Per tradurre questa filosofia in realtà, la DSR si affida alla tecnica di ripresa “Blumlein” (coincident microphones), brevettata da Alan Dower Blumlein nel 1931 — la prima tecnica di ripresa stereofonica moderna e coerente — supportata dall’utilizzo di microfoni a nastro.

Il parco macchine impiegato dalla DSR è di altissimo livello e sposa la precisione del dominio digitale DSD con il calore e la texture tipici della tradizione analogica. La scelta microfonica vede l’utilizzo di microfoni a nastro AEA (serie R88, R84, N22 e N13), affiancati dalla precisione dei condensatori Schoeps (modelli MK41, MK4, MK2 e MK22). Il set si completa con AKG 414 XLS, Neumann U87 e TLM 103, oltre ai DPA 4099 Core e DPA 4560 Core, questi ultimi fondamentali per le riprese binaurali.

La catena del segnale prosegue attraverso una preamplificazione di alta qualità (Manley Force, AEA TRP3), mentre la conversione e la gestione del segnale sono affidate a dispositivi di riferimento come i Merging HAPI, i Lynx Aurora, l’RME M-1620 Pro e il Tascam DA3000. Non manca il rispetto per la storia, testimoniato dall’utilizzo dei registratori a nastro Studer A810. Il monitoraggio è garantito dai diffusori Harbeth 20.1, dall’interfaccia RME ADI-2 Pro SE e dalle cuffie Audeze LCD-X.

DSRATM01 scaled 1Questa impostazione tecnica trova il suo battesimo nel titolo Atmosfere, interpretato dal Ferraguto-Fortunato Duo (Marco Ferraguto al flauto e Salvatore Fortunato alla chitarra).

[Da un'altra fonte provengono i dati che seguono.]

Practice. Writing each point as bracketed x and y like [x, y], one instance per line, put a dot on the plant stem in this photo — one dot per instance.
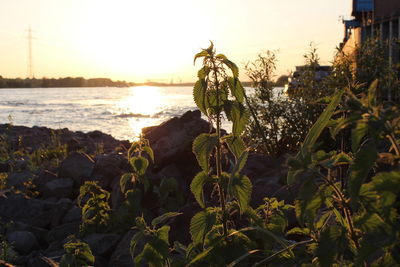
[218, 158]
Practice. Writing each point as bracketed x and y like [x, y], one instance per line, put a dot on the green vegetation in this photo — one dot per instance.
[341, 139]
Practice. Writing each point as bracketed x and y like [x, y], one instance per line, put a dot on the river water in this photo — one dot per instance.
[121, 112]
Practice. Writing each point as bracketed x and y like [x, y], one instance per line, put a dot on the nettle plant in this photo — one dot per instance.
[348, 200]
[216, 94]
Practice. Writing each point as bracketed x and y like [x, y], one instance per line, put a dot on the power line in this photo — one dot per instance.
[30, 59]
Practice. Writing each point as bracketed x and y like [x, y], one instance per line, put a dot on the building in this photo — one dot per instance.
[374, 19]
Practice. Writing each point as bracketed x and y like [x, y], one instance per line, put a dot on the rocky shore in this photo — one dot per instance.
[38, 200]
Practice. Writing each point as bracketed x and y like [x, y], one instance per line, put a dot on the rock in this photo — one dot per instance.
[76, 166]
[62, 231]
[18, 179]
[108, 168]
[101, 244]
[23, 241]
[74, 214]
[4, 167]
[59, 188]
[42, 179]
[35, 212]
[172, 140]
[121, 256]
[40, 233]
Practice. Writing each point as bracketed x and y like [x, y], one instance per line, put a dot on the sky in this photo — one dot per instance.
[142, 40]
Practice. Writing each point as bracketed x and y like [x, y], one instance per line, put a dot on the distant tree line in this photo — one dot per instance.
[61, 82]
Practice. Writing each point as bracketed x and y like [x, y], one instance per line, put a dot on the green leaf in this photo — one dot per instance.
[229, 64]
[199, 95]
[370, 223]
[299, 231]
[320, 124]
[203, 72]
[201, 224]
[196, 186]
[203, 145]
[201, 54]
[135, 239]
[237, 89]
[241, 187]
[238, 115]
[327, 245]
[372, 94]
[162, 218]
[359, 171]
[314, 133]
[241, 161]
[139, 165]
[387, 181]
[124, 181]
[235, 144]
[357, 135]
[149, 152]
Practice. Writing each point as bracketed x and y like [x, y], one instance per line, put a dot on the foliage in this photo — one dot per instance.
[346, 205]
[95, 208]
[280, 123]
[77, 254]
[155, 251]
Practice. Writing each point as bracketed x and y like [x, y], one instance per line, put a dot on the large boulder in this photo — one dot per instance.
[108, 169]
[76, 166]
[59, 188]
[172, 140]
[23, 241]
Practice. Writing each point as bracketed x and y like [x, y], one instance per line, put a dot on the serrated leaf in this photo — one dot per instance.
[327, 245]
[235, 144]
[203, 145]
[201, 54]
[237, 89]
[372, 94]
[196, 186]
[359, 170]
[370, 223]
[229, 64]
[314, 133]
[201, 224]
[139, 165]
[241, 161]
[124, 181]
[149, 151]
[134, 241]
[199, 95]
[320, 124]
[238, 115]
[240, 187]
[298, 231]
[203, 72]
[162, 218]
[357, 135]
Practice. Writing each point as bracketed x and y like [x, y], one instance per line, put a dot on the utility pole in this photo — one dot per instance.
[30, 60]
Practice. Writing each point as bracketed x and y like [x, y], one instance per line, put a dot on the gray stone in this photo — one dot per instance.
[23, 241]
[17, 179]
[74, 214]
[101, 244]
[76, 166]
[172, 140]
[62, 231]
[59, 188]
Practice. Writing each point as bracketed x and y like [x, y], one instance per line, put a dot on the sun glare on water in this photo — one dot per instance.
[141, 107]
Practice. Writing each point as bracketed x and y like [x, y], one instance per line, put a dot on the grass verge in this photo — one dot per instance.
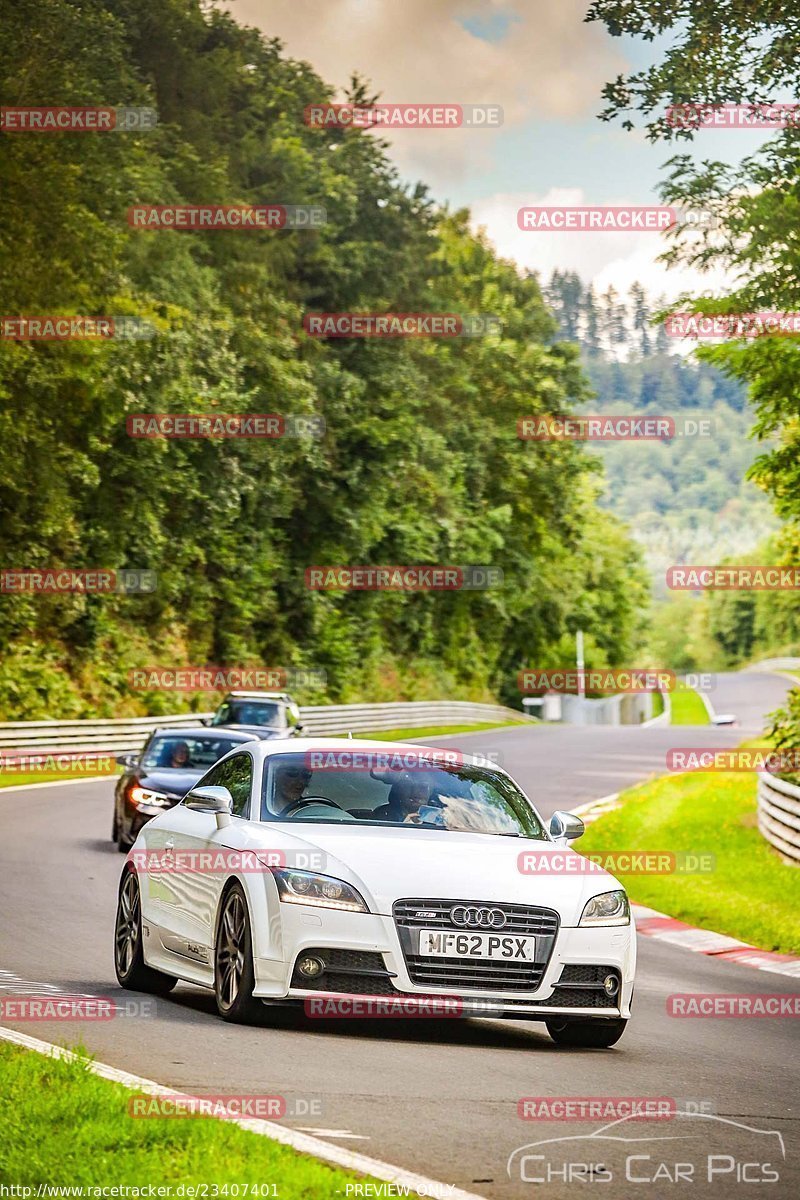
[64, 1126]
[19, 778]
[751, 894]
[686, 707]
[432, 731]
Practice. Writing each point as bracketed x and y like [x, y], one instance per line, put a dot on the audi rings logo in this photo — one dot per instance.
[473, 917]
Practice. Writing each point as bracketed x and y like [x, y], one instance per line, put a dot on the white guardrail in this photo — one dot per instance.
[779, 814]
[128, 733]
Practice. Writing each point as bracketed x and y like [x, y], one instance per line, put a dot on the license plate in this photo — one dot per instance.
[504, 947]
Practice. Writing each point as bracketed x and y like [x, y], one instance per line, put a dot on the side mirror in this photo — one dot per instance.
[215, 799]
[566, 827]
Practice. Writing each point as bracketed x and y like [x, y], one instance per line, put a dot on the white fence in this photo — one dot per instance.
[779, 814]
[128, 733]
[624, 708]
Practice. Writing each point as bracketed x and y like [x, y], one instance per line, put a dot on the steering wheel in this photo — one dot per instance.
[310, 799]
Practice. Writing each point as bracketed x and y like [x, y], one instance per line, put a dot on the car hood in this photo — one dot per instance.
[170, 780]
[388, 864]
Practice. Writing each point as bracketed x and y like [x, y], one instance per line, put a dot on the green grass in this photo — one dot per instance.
[64, 1126]
[752, 894]
[687, 708]
[432, 731]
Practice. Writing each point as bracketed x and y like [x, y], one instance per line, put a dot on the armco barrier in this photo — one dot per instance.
[779, 814]
[128, 733]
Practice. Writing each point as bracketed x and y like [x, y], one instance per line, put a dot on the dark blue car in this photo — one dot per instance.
[169, 765]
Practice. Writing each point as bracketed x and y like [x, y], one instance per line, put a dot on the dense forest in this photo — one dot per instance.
[420, 462]
[741, 55]
[687, 499]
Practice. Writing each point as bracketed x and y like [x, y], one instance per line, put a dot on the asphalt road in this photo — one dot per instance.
[440, 1098]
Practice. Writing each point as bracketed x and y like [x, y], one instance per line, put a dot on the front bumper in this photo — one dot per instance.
[305, 929]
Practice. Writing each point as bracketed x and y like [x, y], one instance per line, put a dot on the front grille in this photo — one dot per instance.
[483, 975]
[519, 918]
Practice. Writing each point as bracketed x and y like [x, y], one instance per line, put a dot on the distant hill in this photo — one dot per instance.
[686, 499]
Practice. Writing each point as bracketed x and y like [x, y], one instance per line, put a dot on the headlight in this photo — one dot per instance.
[607, 909]
[323, 891]
[144, 796]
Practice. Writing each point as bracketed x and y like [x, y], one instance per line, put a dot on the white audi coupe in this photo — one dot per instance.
[367, 879]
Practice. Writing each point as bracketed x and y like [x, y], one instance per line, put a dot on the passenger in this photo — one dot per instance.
[179, 755]
[405, 798]
[289, 786]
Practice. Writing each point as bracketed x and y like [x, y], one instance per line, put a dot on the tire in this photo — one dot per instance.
[132, 972]
[234, 977]
[591, 1035]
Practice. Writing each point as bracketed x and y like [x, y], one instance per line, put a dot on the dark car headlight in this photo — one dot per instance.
[320, 891]
[607, 909]
[148, 798]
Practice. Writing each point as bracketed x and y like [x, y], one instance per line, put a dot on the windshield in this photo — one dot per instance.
[431, 796]
[252, 712]
[176, 751]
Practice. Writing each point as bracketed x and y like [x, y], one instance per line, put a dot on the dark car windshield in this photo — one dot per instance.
[332, 786]
[252, 712]
[178, 751]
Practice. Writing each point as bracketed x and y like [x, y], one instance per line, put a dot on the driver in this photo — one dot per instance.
[405, 798]
[289, 785]
[179, 755]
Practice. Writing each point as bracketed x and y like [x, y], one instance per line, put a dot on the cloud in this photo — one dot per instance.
[606, 258]
[536, 60]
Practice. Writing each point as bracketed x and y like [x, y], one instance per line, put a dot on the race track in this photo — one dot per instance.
[437, 1097]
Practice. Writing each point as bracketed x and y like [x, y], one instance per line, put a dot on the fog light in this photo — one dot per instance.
[611, 985]
[311, 966]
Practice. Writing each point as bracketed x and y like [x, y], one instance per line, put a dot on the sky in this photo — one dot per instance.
[546, 67]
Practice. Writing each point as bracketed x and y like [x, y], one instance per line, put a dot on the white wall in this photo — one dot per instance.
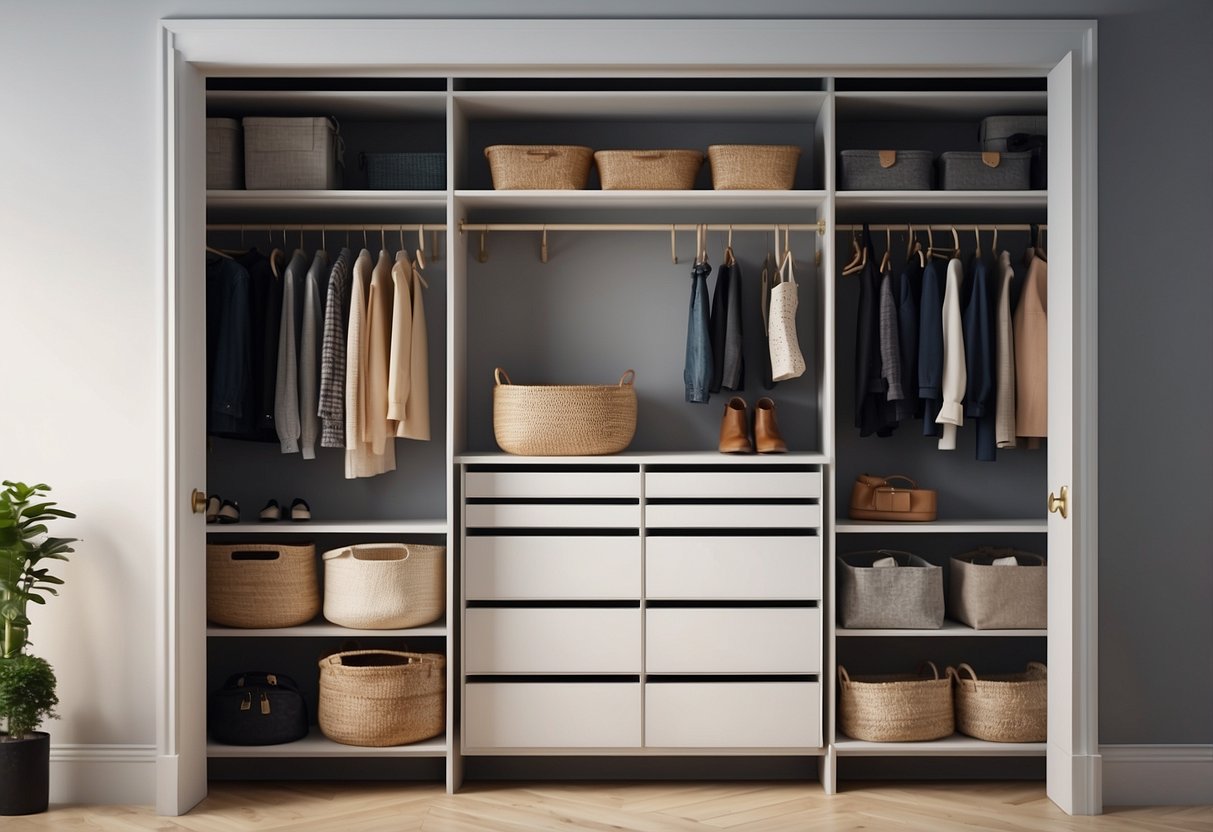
[80, 295]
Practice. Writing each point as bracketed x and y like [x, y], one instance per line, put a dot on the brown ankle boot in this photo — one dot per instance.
[767, 436]
[735, 428]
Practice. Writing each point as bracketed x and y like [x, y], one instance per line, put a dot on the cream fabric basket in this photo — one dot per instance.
[385, 586]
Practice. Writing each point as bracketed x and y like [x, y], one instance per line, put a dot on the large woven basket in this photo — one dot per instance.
[753, 166]
[895, 708]
[563, 420]
[648, 170]
[539, 166]
[385, 586]
[261, 585]
[382, 697]
[1002, 708]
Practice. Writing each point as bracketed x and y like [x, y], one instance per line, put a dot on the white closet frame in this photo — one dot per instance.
[194, 49]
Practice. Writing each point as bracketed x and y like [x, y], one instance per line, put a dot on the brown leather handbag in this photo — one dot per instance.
[877, 499]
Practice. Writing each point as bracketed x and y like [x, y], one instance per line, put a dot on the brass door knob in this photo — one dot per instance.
[1060, 505]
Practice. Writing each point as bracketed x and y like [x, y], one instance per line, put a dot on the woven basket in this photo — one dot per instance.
[895, 708]
[382, 697]
[385, 586]
[261, 585]
[753, 166]
[563, 420]
[539, 166]
[648, 170]
[1002, 708]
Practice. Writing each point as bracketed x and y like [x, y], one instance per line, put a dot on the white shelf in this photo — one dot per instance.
[322, 628]
[941, 199]
[950, 630]
[801, 200]
[648, 457]
[318, 745]
[343, 528]
[941, 526]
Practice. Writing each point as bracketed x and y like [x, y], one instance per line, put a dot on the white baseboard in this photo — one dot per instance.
[103, 774]
[1157, 775]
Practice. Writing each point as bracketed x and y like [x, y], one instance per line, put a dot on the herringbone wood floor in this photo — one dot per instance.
[311, 807]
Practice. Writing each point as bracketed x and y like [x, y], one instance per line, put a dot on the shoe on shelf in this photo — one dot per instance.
[767, 436]
[301, 511]
[734, 428]
[212, 507]
[229, 512]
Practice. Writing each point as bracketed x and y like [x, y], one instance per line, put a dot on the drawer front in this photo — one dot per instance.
[716, 516]
[552, 640]
[733, 714]
[552, 716]
[744, 568]
[729, 484]
[552, 568]
[733, 640]
[552, 484]
[512, 516]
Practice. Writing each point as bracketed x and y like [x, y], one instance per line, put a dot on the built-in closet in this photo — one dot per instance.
[667, 602]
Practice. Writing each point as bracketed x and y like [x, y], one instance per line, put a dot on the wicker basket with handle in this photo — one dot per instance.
[261, 585]
[563, 420]
[382, 697]
[1002, 708]
[895, 708]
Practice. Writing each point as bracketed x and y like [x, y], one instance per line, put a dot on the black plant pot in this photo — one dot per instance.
[24, 774]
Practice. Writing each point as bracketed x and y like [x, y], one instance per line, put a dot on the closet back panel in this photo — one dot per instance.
[605, 302]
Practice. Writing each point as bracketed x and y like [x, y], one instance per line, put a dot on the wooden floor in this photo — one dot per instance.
[311, 807]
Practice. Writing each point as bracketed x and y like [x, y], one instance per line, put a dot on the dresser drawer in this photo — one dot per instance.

Il disco spazia attraverso un repertorio eterogeneo: dalle rielaborazioni del Morricone Medley alla celebre Nightclub 1960 di Astor Piazzolla. L’ascolto restituisce il respiro dello strumento a fiato e il riverbero delle corde della chitarra in modo naturale, riportando l’ascoltatore all’evento originale.

Abbiamo ascoltato alcuni brani di questo lavoro, registrato in DSD e poi riversato su nastro e su crystal vinyl. La mia impressione d’ascolto è stata ottima, sebbene abbia riscontrato una diversità della scena acustica ascoltando lo stesso brano riprodotto dalle varie sorgenti: in particolare, la chitarra di Salvatore Fortunato assumeva “dimensioni” diverse passando dal nastro, al disco e al file DSD. La versione che ho gradito di più è stata quella in formato DSD, che ho trovato dimensionalmente più realistica e bilanciata acusticamente. Sebbene tra i vari ascoltatori ci siano stati pareri discordanti su quale versione fosse la migliore, tutti hanno apprezzato l’elevata qualità sonora e il realismo dei brani.

L’etichetta ha scelto di rendere disponibile il proprio catalogo attraverso NativeDSD, piattaforma che permette agli audiofili di acquistare le tracce in risoluzioni native fino al DSD 128 e oltre, garantendo l’integrità del master. La DSR, tuttavia, non limita il proprio sguardo al digitale: esplora anche il mondo dei supporti fisici di pregio, tra cui spiccano le stampe su crystal vinyl, confermando la volontà di offrire un’esperienza sonora fisica, tattile ed emozionante.